A strong immune system can help your body fight infection and keep you healthy. The lifestyle you lead can greatly influence your immune system’s ability to respond to threats and keep you healthy.
As with so many aspects of your health, the foundation is built on healthy eating, regular exercise, adequate sleep, and managing your stress.
Support Your Gut Health
70% of your immune system is in your gut. Often times when your gut is healthy, you’re healthy.
What we eat affects the composition of bacteria found in our gut. That bacteria makes up the microbiome, which interacts directly with our immune system.
You can aid the bacteria in your gut by consuming a diet with plant foods that are high in fiber.
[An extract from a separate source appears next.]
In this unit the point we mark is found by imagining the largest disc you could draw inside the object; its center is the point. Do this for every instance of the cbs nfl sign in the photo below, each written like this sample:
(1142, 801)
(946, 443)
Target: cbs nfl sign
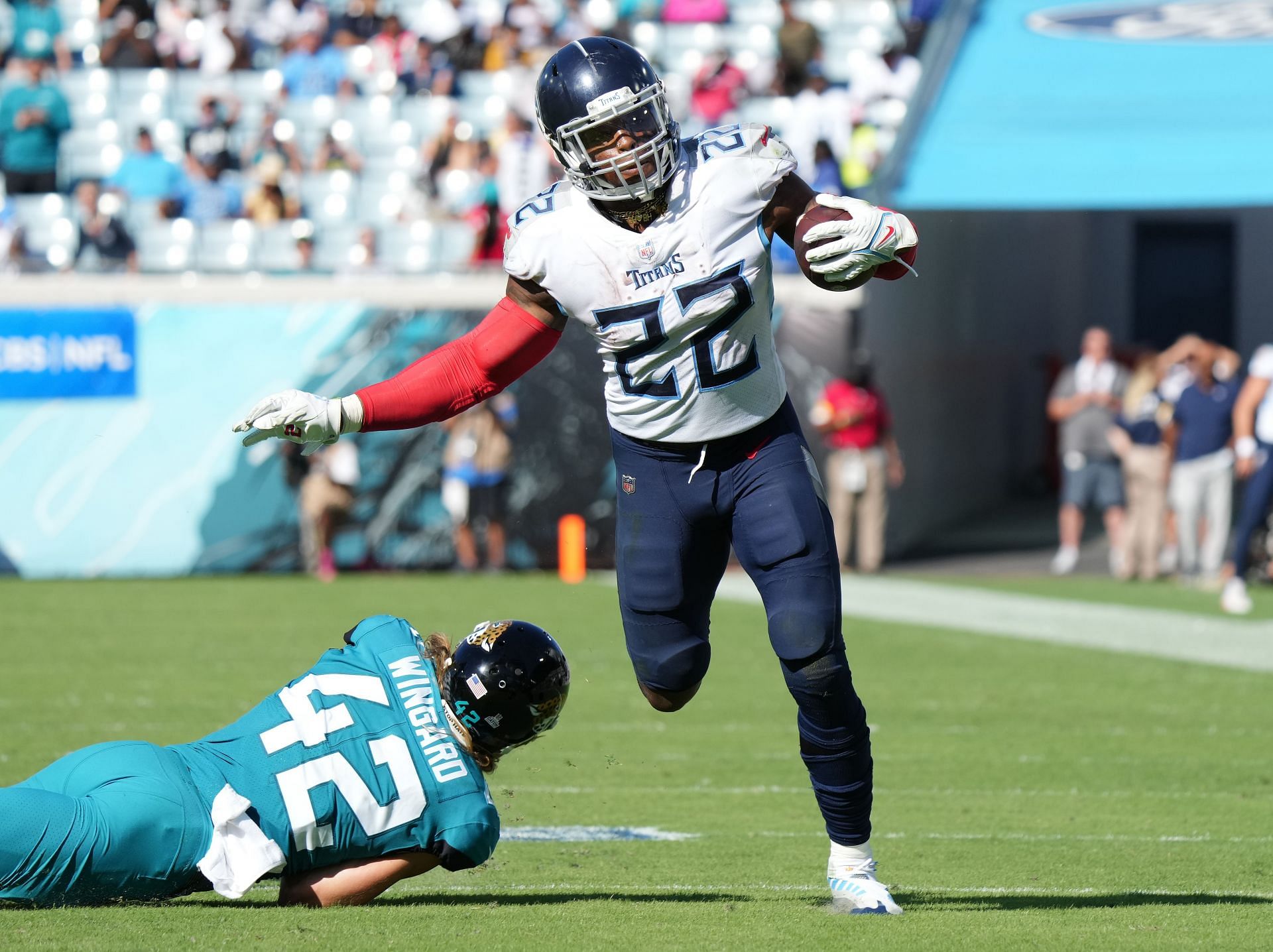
(68, 353)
Many Americans eat a diet with sugars, processed foods, and saturated fats, which lead to less diversity of bacteria in your gut.
Eat a diet high in fruits and vegetables
Besides supporting your gut, Cleveland Clinic recommends 4 foods that can have a positive impact on your immune system:
- Garlic: Allicin, which is found in garlic, can give a boost to your immune system. The benefits often come from eating raw garlic, but if this is not bearable, roasted garlic is also an option.
- Prebiotics: Jerusalem artichokes, green bananas or plantains, Jicama root and asparagus contain prebiotics, which can help keep your gut healthy.
- Vitamin C-rich Foods: Oranges, broccoli, kiwi or cantaloupe all provide great sources of vitamin C, which is known to be a great vitamin for boosting your immune system.
- Antioxidants: Berries, carrots and spinach (as well as other brightly colored foods) have antioxidants that protect you against oxidative stress which in turn can strengthen your immune system.
Other foods that can be great for backing your immune system include:
- Blueberries: Flavonoids in blueberries play an important role in the immune defense of your respiratory tract. This can help protect against respiratory tract infections or common colds.
- Turmeric: Easy to add to your cooking, this spice has antioxidant and anti-inflammatory effects.
- Green tea: With only a small amount of caffeine, the flavonoids in green tea can aid in reducing your risk of the common cold.
- Almonds: Packed with key nutrients like vitamin E, manganese, magnesium, and fiber, just a small handful of almonds can give your immune system a boost.
- Red Bell Peppers: Another great source of vitamin C, but this time with the twist of being without the sugar content found in fruit.
The British Journal of Sports Medicine found that those that exercised at least 5 days a week had half the risk of getting a cold than those who led a more sedentary lifestyle.
Finding ways to stay active in the Minnesota winter can include walking outside, going to the gym, or creating your own at-home exercise program. Pick something active you like to do and have fun with it. This often yields better results than suddenly starting a rigorous exercise schedule that you may abandon.
Get adequate sleep
There’s only so much time in a day which in turn can make getting 7 to 8 hours of sleep each night difficult. But it’s important you prioritize sleep, particularly during the winter months. Plan accordingly to set aside enough time for sleeping each night.
There is a difference between “sleep” and “sleep opportunity.” The amount of time between when you lay down for the night and when your alarm is set to go off is your “sleep opportunity.” Naturally, you will not actually sleep this entire time as it will take your body some time to actually fall asleep – that amount of time is the actual “sleep” you are getting.
If you want to get 8 hours of sleep, you will need to plan for more than 8 hours in bed as your “sleep opportunity” time frame will need to account for the time it takes for you to fall asleep.
Stress affects everyone differently, making it difficult to define. However, we do know that the mind can have a dramatic impact on how the body reacts. A staggering 77% of us experience physical complications caused by stress.
The American Psychological Association found that chronic stress causes an increased production of the hormone cortisol. This damages your body’s anti-inflammatory response and can lead to an increased risk of infections.
Find ways to de-stress and take yourself out of stressful situations. How you do this will vary depending on what works best for you.